[quote="kantus12, post:1, topic:342224"]
I've heard some stories about Josephus' histories, and its mention of Jesus-ben-Ananias (or something to that effect), who prophesied Jerusalem's destruction about 60 AD. I've met some people claiming that the similarities between Josephus' account of his trial and the Gospels' description of Jesus' trial "prove" that Matthew copied the description of the trial from Josephus. Does anyone here know anything that might throw more light on this issue? I'd like to have something to say back.
From the horse's mouth (Josephus, War 6.288-309):
But, what is still more terrible, there was one Jesus, the son of Ananus, a plebeian and a husbandman, who, four years before the war began [AD 62], and at a time when the city was in very great peace and prosperity, came to that feast whereon it is our custom for every one to make tabernacles to God in the temple, began on a sudden to cry aloud, "A voice from the east, a voice from the west, a voice from the four winds, a voice against Jerusalem and the Holy House, a voice against the bridegrooms and the brides, and a voice against this whole people!" This was his cry, as he went about by day and by night, in all the lanes of the city.
However, certain of the most eminent among the populace had great indignation at this dire cry of his, and took up the man, and gave him a great number of severe stripes; yet did not he either say any thing for himself, or any thing peculiar to those that chastised him, but still went on with the same words which he cried before. Hereupon the magistrates, supposing, as the case proved to be, that this was a sort of divine fury in the man, brought him to the Roman procurator, where he was whipped till his bones were laid bare; yet he did not make any supplication for himself, nor shed any tears, but turning his voice to the most lamentable tone possible, at every stroke of the whip his answer was, "Woe, woe to Jerusalem!" And when Albinus (for he was then our procurator) asked him, Who he was? and whence he came? and why he uttered such words? he made no manner of reply to what he said, but still did not leave off his melancholy ditty, till Albinus took him to be a madman, and dismissed him.
Now, during all the time that passed before the war began, this man did not go near any of the citizens, nor was seen by them while he said so; but he every day uttered these lamentable words, as if it were his premeditated vow, "Woe, woe to Jerusalem!" Nor did he give ill words to any of those that beat him every day, nor good words to those that gave him food; but this was his reply to all men, and indeed no other than a melancholy presage of what was to come.

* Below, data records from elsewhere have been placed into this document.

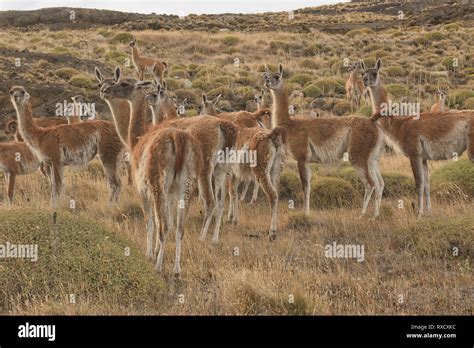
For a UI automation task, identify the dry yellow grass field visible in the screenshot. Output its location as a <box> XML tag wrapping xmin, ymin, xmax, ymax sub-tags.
<box><xmin>0</xmin><ymin>3</ymin><xmax>473</xmax><ymax>316</ymax></box>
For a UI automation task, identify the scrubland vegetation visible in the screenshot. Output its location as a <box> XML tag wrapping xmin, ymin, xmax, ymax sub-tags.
<box><xmin>0</xmin><ymin>2</ymin><xmax>472</xmax><ymax>315</ymax></box>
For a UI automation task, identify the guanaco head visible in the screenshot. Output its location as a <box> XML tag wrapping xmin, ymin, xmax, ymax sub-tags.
<box><xmin>200</xmin><ymin>93</ymin><xmax>221</xmax><ymax>115</ymax></box>
<box><xmin>71</xmin><ymin>95</ymin><xmax>85</xmax><ymax>104</ymax></box>
<box><xmin>100</xmin><ymin>66</ymin><xmax>154</xmax><ymax>102</ymax></box>
<box><xmin>346</xmin><ymin>62</ymin><xmax>359</xmax><ymax>73</ymax></box>
<box><xmin>359</xmin><ymin>58</ymin><xmax>381</xmax><ymax>88</ymax></box>
<box><xmin>129</xmin><ymin>38</ymin><xmax>137</xmax><ymax>48</ymax></box>
<box><xmin>263</xmin><ymin>63</ymin><xmax>284</xmax><ymax>91</ymax></box>
<box><xmin>9</xmin><ymin>86</ymin><xmax>30</xmax><ymax>109</ymax></box>
<box><xmin>174</xmin><ymin>97</ymin><xmax>187</xmax><ymax>116</ymax></box>
<box><xmin>96</xmin><ymin>66</ymin><xmax>122</xmax><ymax>100</ymax></box>
<box><xmin>145</xmin><ymin>80</ymin><xmax>173</xmax><ymax>107</ymax></box>
<box><xmin>253</xmin><ymin>109</ymin><xmax>272</xmax><ymax>129</ymax></box>
<box><xmin>437</xmin><ymin>85</ymin><xmax>449</xmax><ymax>101</ymax></box>
<box><xmin>253</xmin><ymin>89</ymin><xmax>265</xmax><ymax>108</ymax></box>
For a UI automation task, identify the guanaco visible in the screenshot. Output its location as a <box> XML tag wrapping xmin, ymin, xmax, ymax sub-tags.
<box><xmin>101</xmin><ymin>76</ymin><xmax>202</xmax><ymax>274</ymax></box>
<box><xmin>101</xmin><ymin>73</ymin><xmax>238</xmax><ymax>245</ymax></box>
<box><xmin>345</xmin><ymin>62</ymin><xmax>367</xmax><ymax>112</ymax></box>
<box><xmin>226</xmin><ymin>125</ymin><xmax>286</xmax><ymax>238</ymax></box>
<box><xmin>254</xmin><ymin>90</ymin><xmax>266</xmax><ymax>111</ymax></box>
<box><xmin>264</xmin><ymin>63</ymin><xmax>385</xmax><ymax>218</ymax></box>
<box><xmin>10</xmin><ymin>86</ymin><xmax>124</xmax><ymax>208</ymax></box>
<box><xmin>129</xmin><ymin>38</ymin><xmax>167</xmax><ymax>83</ymax></box>
<box><xmin>430</xmin><ymin>85</ymin><xmax>449</xmax><ymax>113</ymax></box>
<box><xmin>360</xmin><ymin>58</ymin><xmax>474</xmax><ymax>216</ymax></box>
<box><xmin>6</xmin><ymin>117</ymin><xmax>68</xmax><ymax>142</ymax></box>
<box><xmin>0</xmin><ymin>141</ymin><xmax>40</xmax><ymax>205</ymax></box>
<box><xmin>200</xmin><ymin>93</ymin><xmax>273</xmax><ymax>203</ymax></box>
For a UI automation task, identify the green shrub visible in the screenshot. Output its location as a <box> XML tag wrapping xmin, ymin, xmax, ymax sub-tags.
<box><xmin>299</xmin><ymin>58</ymin><xmax>321</xmax><ymax>70</ymax></box>
<box><xmin>302</xmin><ymin>84</ymin><xmax>323</xmax><ymax>98</ymax></box>
<box><xmin>384</xmin><ymin>65</ymin><xmax>405</xmax><ymax>77</ymax></box>
<box><xmin>279</xmin><ymin>169</ymin><xmax>301</xmax><ymax>201</ymax></box>
<box><xmin>392</xmin><ymin>216</ymin><xmax>473</xmax><ymax>258</ymax></box>
<box><xmin>221</xmin><ymin>35</ymin><xmax>240</xmax><ymax>46</ymax></box>
<box><xmin>357</xmin><ymin>105</ymin><xmax>372</xmax><ymax>117</ymax></box>
<box><xmin>442</xmin><ymin>56</ymin><xmax>460</xmax><ymax>71</ymax></box>
<box><xmin>169</xmin><ymin>69</ymin><xmax>189</xmax><ymax>79</ymax></box>
<box><xmin>55</xmin><ymin>67</ymin><xmax>79</xmax><ymax>79</ymax></box>
<box><xmin>233</xmin><ymin>86</ymin><xmax>254</xmax><ymax>102</ymax></box>
<box><xmin>448</xmin><ymin>89</ymin><xmax>474</xmax><ymax>108</ymax></box>
<box><xmin>441</xmin><ymin>23</ymin><xmax>460</xmax><ymax>31</ymax></box>
<box><xmin>310</xmin><ymin>176</ymin><xmax>360</xmax><ymax>209</ymax></box>
<box><xmin>424</xmin><ymin>31</ymin><xmax>444</xmax><ymax>41</ymax></box>
<box><xmin>105</xmin><ymin>50</ymin><xmax>128</xmax><ymax>65</ymax></box>
<box><xmin>207</xmin><ymin>86</ymin><xmax>232</xmax><ymax>100</ymax></box>
<box><xmin>0</xmin><ymin>209</ymin><xmax>163</xmax><ymax>312</ymax></box>
<box><xmin>431</xmin><ymin>159</ymin><xmax>474</xmax><ymax>199</ymax></box>
<box><xmin>345</xmin><ymin>28</ymin><xmax>375</xmax><ymax>38</ymax></box>
<box><xmin>386</xmin><ymin>84</ymin><xmax>409</xmax><ymax>98</ymax></box>
<box><xmin>463</xmin><ymin>97</ymin><xmax>474</xmax><ymax>109</ymax></box>
<box><xmin>111</xmin><ymin>32</ymin><xmax>134</xmax><ymax>44</ymax></box>
<box><xmin>174</xmin><ymin>89</ymin><xmax>199</xmax><ymax>105</ymax></box>
<box><xmin>381</xmin><ymin>172</ymin><xmax>415</xmax><ymax>198</ymax></box>
<box><xmin>314</xmin><ymin>79</ymin><xmax>345</xmax><ymax>95</ymax></box>
<box><xmin>287</xmin><ymin>212</ymin><xmax>314</xmax><ymax>232</ymax></box>
<box><xmin>289</xmin><ymin>74</ymin><xmax>313</xmax><ymax>87</ymax></box>
<box><xmin>69</xmin><ymin>74</ymin><xmax>96</xmax><ymax>89</ymax></box>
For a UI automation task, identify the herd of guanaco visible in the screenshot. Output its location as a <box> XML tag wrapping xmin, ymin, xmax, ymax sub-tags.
<box><xmin>2</xmin><ymin>36</ymin><xmax>473</xmax><ymax>275</ymax></box>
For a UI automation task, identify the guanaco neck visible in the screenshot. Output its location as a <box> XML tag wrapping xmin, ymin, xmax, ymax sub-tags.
<box><xmin>131</xmin><ymin>46</ymin><xmax>141</xmax><ymax>65</ymax></box>
<box><xmin>128</xmin><ymin>94</ymin><xmax>148</xmax><ymax>150</ymax></box>
<box><xmin>367</xmin><ymin>79</ymin><xmax>388</xmax><ymax>115</ymax></box>
<box><xmin>270</xmin><ymin>84</ymin><xmax>291</xmax><ymax>127</ymax></box>
<box><xmin>367</xmin><ymin>79</ymin><xmax>405</xmax><ymax>137</ymax></box>
<box><xmin>68</xmin><ymin>102</ymin><xmax>82</xmax><ymax>125</ymax></box>
<box><xmin>163</xmin><ymin>98</ymin><xmax>178</xmax><ymax>120</ymax></box>
<box><xmin>105</xmin><ymin>98</ymin><xmax>130</xmax><ymax>146</ymax></box>
<box><xmin>13</xmin><ymin>101</ymin><xmax>40</xmax><ymax>142</ymax></box>
<box><xmin>438</xmin><ymin>96</ymin><xmax>446</xmax><ymax>111</ymax></box>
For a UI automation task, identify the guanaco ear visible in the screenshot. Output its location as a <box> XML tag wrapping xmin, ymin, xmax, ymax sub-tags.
<box><xmin>95</xmin><ymin>67</ymin><xmax>103</xmax><ymax>82</ymax></box>
<box><xmin>154</xmin><ymin>80</ymin><xmax>162</xmax><ymax>93</ymax></box>
<box><xmin>375</xmin><ymin>58</ymin><xmax>382</xmax><ymax>72</ymax></box>
<box><xmin>172</xmin><ymin>97</ymin><xmax>178</xmax><ymax>108</ymax></box>
<box><xmin>136</xmin><ymin>80</ymin><xmax>155</xmax><ymax>90</ymax></box>
<box><xmin>182</xmin><ymin>98</ymin><xmax>188</xmax><ymax>106</ymax></box>
<box><xmin>5</xmin><ymin>120</ymin><xmax>18</xmax><ymax>134</ymax></box>
<box><xmin>162</xmin><ymin>80</ymin><xmax>167</xmax><ymax>92</ymax></box>
<box><xmin>202</xmin><ymin>94</ymin><xmax>208</xmax><ymax>103</ymax></box>
<box><xmin>114</xmin><ymin>66</ymin><xmax>121</xmax><ymax>82</ymax></box>
<box><xmin>278</xmin><ymin>63</ymin><xmax>283</xmax><ymax>77</ymax></box>
<box><xmin>264</xmin><ymin>64</ymin><xmax>271</xmax><ymax>74</ymax></box>
<box><xmin>358</xmin><ymin>60</ymin><xmax>367</xmax><ymax>71</ymax></box>
<box><xmin>213</xmin><ymin>94</ymin><xmax>222</xmax><ymax>105</ymax></box>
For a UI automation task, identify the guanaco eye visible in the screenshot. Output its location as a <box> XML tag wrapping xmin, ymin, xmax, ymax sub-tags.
<box><xmin>120</xmin><ymin>82</ymin><xmax>129</xmax><ymax>87</ymax></box>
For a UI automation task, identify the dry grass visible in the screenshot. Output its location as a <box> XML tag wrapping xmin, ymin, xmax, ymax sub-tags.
<box><xmin>0</xmin><ymin>5</ymin><xmax>473</xmax><ymax>315</ymax></box>
<box><xmin>0</xmin><ymin>155</ymin><xmax>472</xmax><ymax>315</ymax></box>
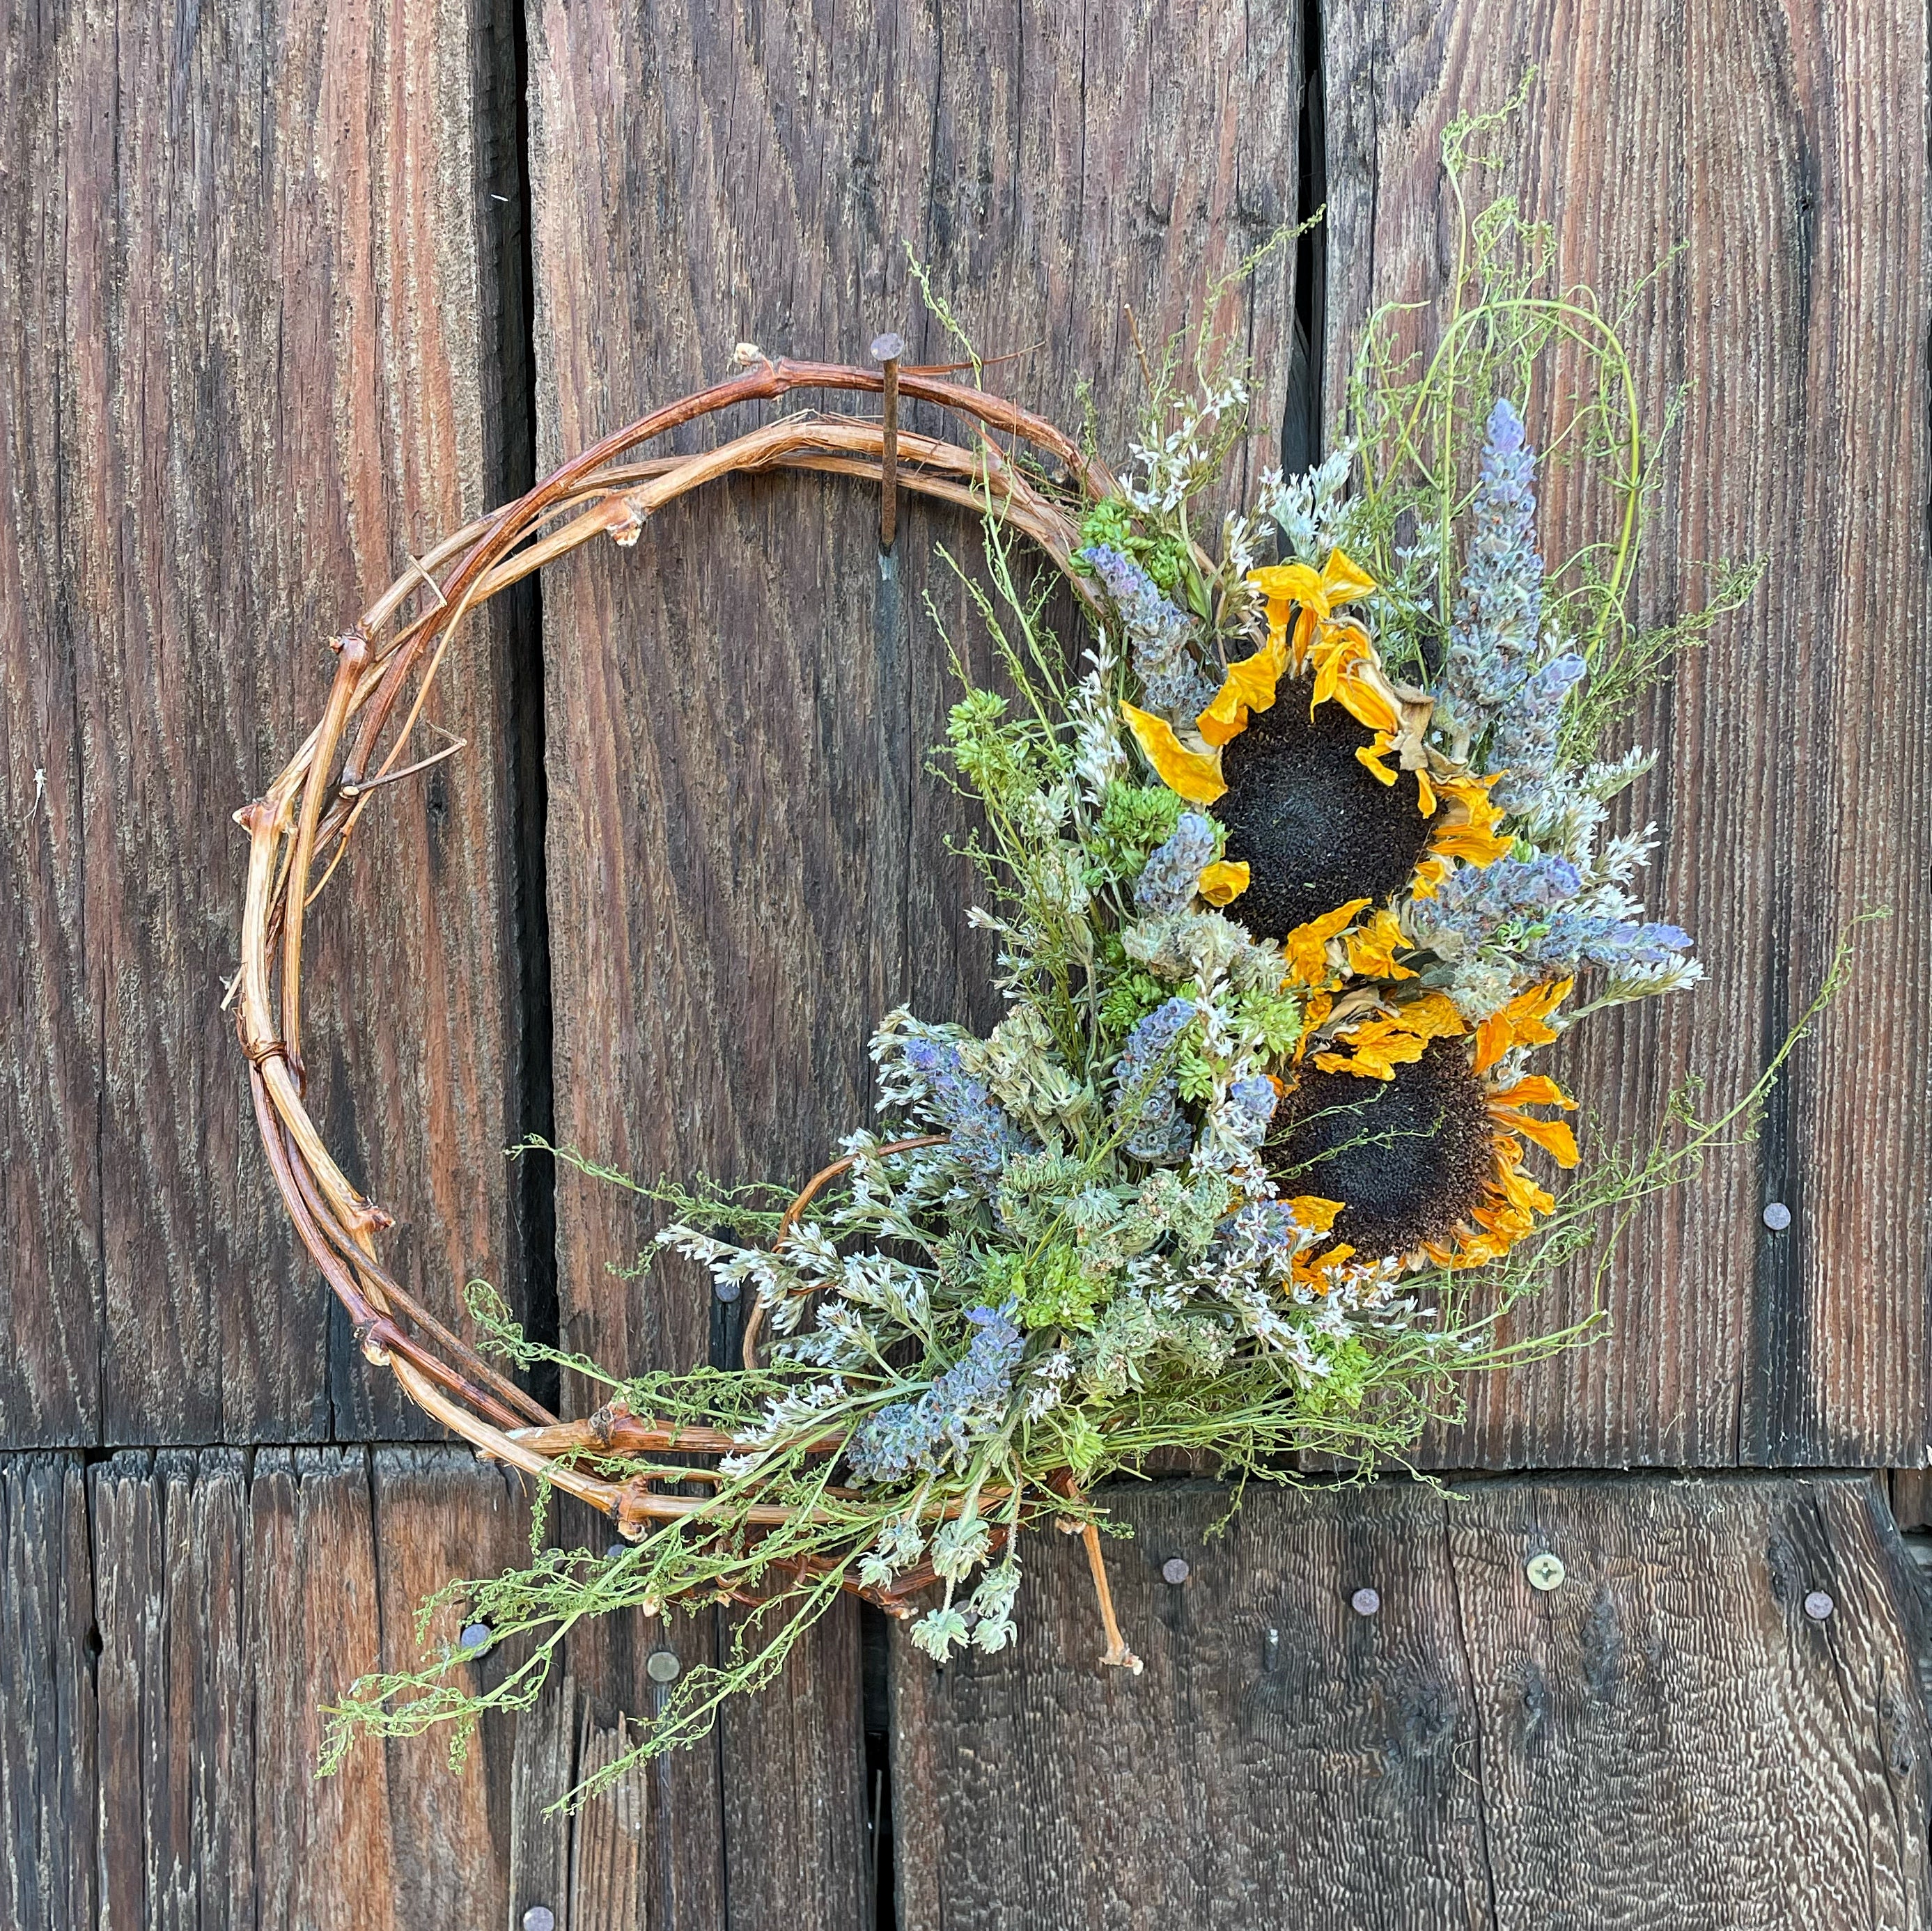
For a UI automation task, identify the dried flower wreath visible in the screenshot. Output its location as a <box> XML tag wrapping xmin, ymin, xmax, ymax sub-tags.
<box><xmin>237</xmin><ymin>116</ymin><xmax>1840</xmax><ymax>1807</ymax></box>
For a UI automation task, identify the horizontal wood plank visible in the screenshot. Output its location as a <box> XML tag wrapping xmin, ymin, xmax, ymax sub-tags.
<box><xmin>1322</xmin><ymin>0</ymin><xmax>1931</xmax><ymax>1466</ymax></box>
<box><xmin>891</xmin><ymin>1473</ymin><xmax>1932</xmax><ymax>1930</ymax></box>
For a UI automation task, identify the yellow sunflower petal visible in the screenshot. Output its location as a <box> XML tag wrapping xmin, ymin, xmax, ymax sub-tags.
<box><xmin>1490</xmin><ymin>1074</ymin><xmax>1575</xmax><ymax>1111</ymax></box>
<box><xmin>1506</xmin><ymin>1113</ymin><xmax>1580</xmax><ymax>1168</ymax></box>
<box><xmin>1409</xmin><ymin>854</ymin><xmax>1452</xmax><ymax>900</ymax></box>
<box><xmin>1247</xmin><ymin>561</ymin><xmax>1328</xmax><ymax>615</ymax></box>
<box><xmin>1400</xmin><ymin>992</ymin><xmax>1467</xmax><ymax>1039</ymax></box>
<box><xmin>1319</xmin><ymin>547</ymin><xmax>1377</xmax><ymax>607</ymax></box>
<box><xmin>1196</xmin><ymin>638</ymin><xmax>1288</xmax><ymax>747</ymax></box>
<box><xmin>1356</xmin><ymin>742</ymin><xmax>1399</xmax><ymax>785</ymax></box>
<box><xmin>1197</xmin><ymin>859</ymin><xmax>1250</xmax><ymax>906</ymax></box>
<box><xmin>1287</xmin><ymin>1195</ymin><xmax>1346</xmax><ymax>1233</ymax></box>
<box><xmin>1281</xmin><ymin>898</ymin><xmax>1371</xmax><ymax>987</ymax></box>
<box><xmin>1120</xmin><ymin>701</ymin><xmax>1226</xmax><ymax>804</ymax></box>
<box><xmin>1343</xmin><ymin>908</ymin><xmax>1415</xmax><ymax>980</ymax></box>
<box><xmin>1415</xmin><ymin>769</ymin><xmax>1437</xmax><ymax>817</ymax></box>
<box><xmin>1334</xmin><ymin>666</ymin><xmax>1403</xmax><ymax>737</ymax></box>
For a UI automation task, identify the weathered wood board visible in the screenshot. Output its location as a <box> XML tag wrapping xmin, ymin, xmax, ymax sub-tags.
<box><xmin>522</xmin><ymin>6</ymin><xmax>1305</xmax><ymax>1912</ymax></box>
<box><xmin>1323</xmin><ymin>2</ymin><xmax>1932</xmax><ymax>1465</ymax></box>
<box><xmin>891</xmin><ymin>1473</ymin><xmax>1932</xmax><ymax>1930</ymax></box>
<box><xmin>523</xmin><ymin>0</ymin><xmax>1304</xmax><ymax>1389</ymax></box>
<box><xmin>0</xmin><ymin>0</ymin><xmax>534</xmax><ymax>1446</ymax></box>
<box><xmin>0</xmin><ymin>1449</ymin><xmax>872</xmax><ymax>1930</ymax></box>
<box><xmin>13</xmin><ymin>1451</ymin><xmax>1929</xmax><ymax>1928</ymax></box>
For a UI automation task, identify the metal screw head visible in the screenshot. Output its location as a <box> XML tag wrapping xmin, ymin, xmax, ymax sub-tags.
<box><xmin>714</xmin><ymin>1278</ymin><xmax>742</xmax><ymax>1304</ymax></box>
<box><xmin>1350</xmin><ymin>1587</ymin><xmax>1381</xmax><ymax>1617</ymax></box>
<box><xmin>1804</xmin><ymin>1590</ymin><xmax>1835</xmax><ymax>1622</ymax></box>
<box><xmin>645</xmin><ymin>1646</ymin><xmax>683</xmax><ymax>1684</ymax></box>
<box><xmin>458</xmin><ymin>1620</ymin><xmax>492</xmax><ymax>1654</ymax></box>
<box><xmin>1763</xmin><ymin>1201</ymin><xmax>1792</xmax><ymax>1231</ymax></box>
<box><xmin>871</xmin><ymin>331</ymin><xmax>907</xmax><ymax>363</ymax></box>
<box><xmin>1525</xmin><ymin>1553</ymin><xmax>1566</xmax><ymax>1592</ymax></box>
<box><xmin>1161</xmin><ymin>1557</ymin><xmax>1191</xmax><ymax>1586</ymax></box>
<box><xmin>606</xmin><ymin>1542</ymin><xmax>630</xmax><ymax>1563</ymax></box>
<box><xmin>522</xmin><ymin>1909</ymin><xmax>556</xmax><ymax>1931</ymax></box>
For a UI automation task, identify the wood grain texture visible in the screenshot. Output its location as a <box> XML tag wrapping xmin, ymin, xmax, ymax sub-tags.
<box><xmin>84</xmin><ymin>1446</ymin><xmax>532</xmax><ymax>1930</ymax></box>
<box><xmin>891</xmin><ymin>1473</ymin><xmax>1932</xmax><ymax>1930</ymax></box>
<box><xmin>524</xmin><ymin>8</ymin><xmax>1302</xmax><ymax>1918</ymax></box>
<box><xmin>524</xmin><ymin>0</ymin><xmax>1303</xmax><ymax>1386</ymax></box>
<box><xmin>1321</xmin><ymin>3</ymin><xmax>1932</xmax><ymax>1466</ymax></box>
<box><xmin>0</xmin><ymin>0</ymin><xmax>530</xmax><ymax>1444</ymax></box>
<box><xmin>0</xmin><ymin>1457</ymin><xmax>96</xmax><ymax>1930</ymax></box>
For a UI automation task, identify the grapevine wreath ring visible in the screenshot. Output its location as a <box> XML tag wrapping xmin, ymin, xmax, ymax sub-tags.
<box><xmin>233</xmin><ymin>346</ymin><xmax>1159</xmax><ymax>1657</ymax></box>
<box><xmin>227</xmin><ymin>113</ymin><xmax>1849</xmax><ymax>1806</ymax></box>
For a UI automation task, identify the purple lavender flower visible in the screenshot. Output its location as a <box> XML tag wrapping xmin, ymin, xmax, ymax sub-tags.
<box><xmin>1487</xmin><ymin>652</ymin><xmax>1587</xmax><ymax>813</ymax></box>
<box><xmin>1433</xmin><ymin>400</ymin><xmax>1552</xmax><ymax>758</ymax></box>
<box><xmin>1222</xmin><ymin>1075</ymin><xmax>1279</xmax><ymax>1150</ymax></box>
<box><xmin>1112</xmin><ymin>997</ymin><xmax>1198</xmax><ymax>1163</ymax></box>
<box><xmin>1082</xmin><ymin>543</ymin><xmax>1217</xmax><ymax>726</ymax></box>
<box><xmin>845</xmin><ymin>1301</ymin><xmax>1026</xmax><ymax>1484</ymax></box>
<box><xmin>1414</xmin><ymin>854</ymin><xmax>1693</xmax><ymax>977</ymax></box>
<box><xmin>1135</xmin><ymin>812</ymin><xmax>1217</xmax><ymax>916</ymax></box>
<box><xmin>898</xmin><ymin>1035</ymin><xmax>1036</xmax><ymax>1190</ymax></box>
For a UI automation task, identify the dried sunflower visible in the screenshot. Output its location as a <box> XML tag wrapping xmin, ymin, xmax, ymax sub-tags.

This cry of his was the loudest at the festivals; and he continued this ditty for seven years and five months, without growing hoarse, or being tired therewith, until the very time that he saw his presage in earnest fulfilled in our siege, when it ceased; for as he was going round upon the wall, he cried out with his utmost force, "Woe, woe to the city again, and to the people, and to the Holy House!" And just as he added at the last, "Woe, woe to myself also!" there came a stone out of one of the engines, and smote him, and killed him immediately; and as he was uttering the very same presages he gave up the ghost.
There are indeed some similarities between the two Jesuses: they preached "woes" and predicted the destruction of Jerusalem; the leaders of Jerusalem (certain of the most eminent among the populace) bring both men to the incumbent Roman governor; the accused says nothing to defend himself. But if we compare that Jesus to our Jesus, there are also differences in the outcome. We could see why Jesus of Nazareth was executed rather than simply flogged. (Funny observation: in Luke 23:16 and 22, Pilate proposes to the people gathered that Jesus, whom he views as harmless, be simply chastised and released - something which was actually done in Jesus son of Ananias' case.) Jesus of Nazareth had a following (maybe not that large, but a following nevertheless). He spoke of a 'Kingdom' of quite some time. He had taken physical action in the Temple. And most importantly, He was not mad (or at least was not deemed to be), which makes Him all the more dangerous. Pilate and Caiaphas apparently knew that He was not breeding a secret army and was planning to use force (otherwise, His followers would have also been rounded up), and that is not their cause to be concerned. Rather, they feared that Jesus could rouse the mob with what He has been doing for almost a week. That's the reason why both Jesuses were arrested really: what made Jesus Christ's ultimate fate different from Jesus son of Ananias is that the latter was ultimately deemed to be too mad to pose any actual threat. (We could read the gospels as implying that Pilate was somewhat willing to let Jesus off by playing the same 'He's a harmless idiot' card, but he is ultimately persuaded not to.)
Seriously, Josephus speaks of quite a number of Jesuses in his two works. There were a lot of 'Jesuses' in 1st century, if he and the archaeological record is of any evidence.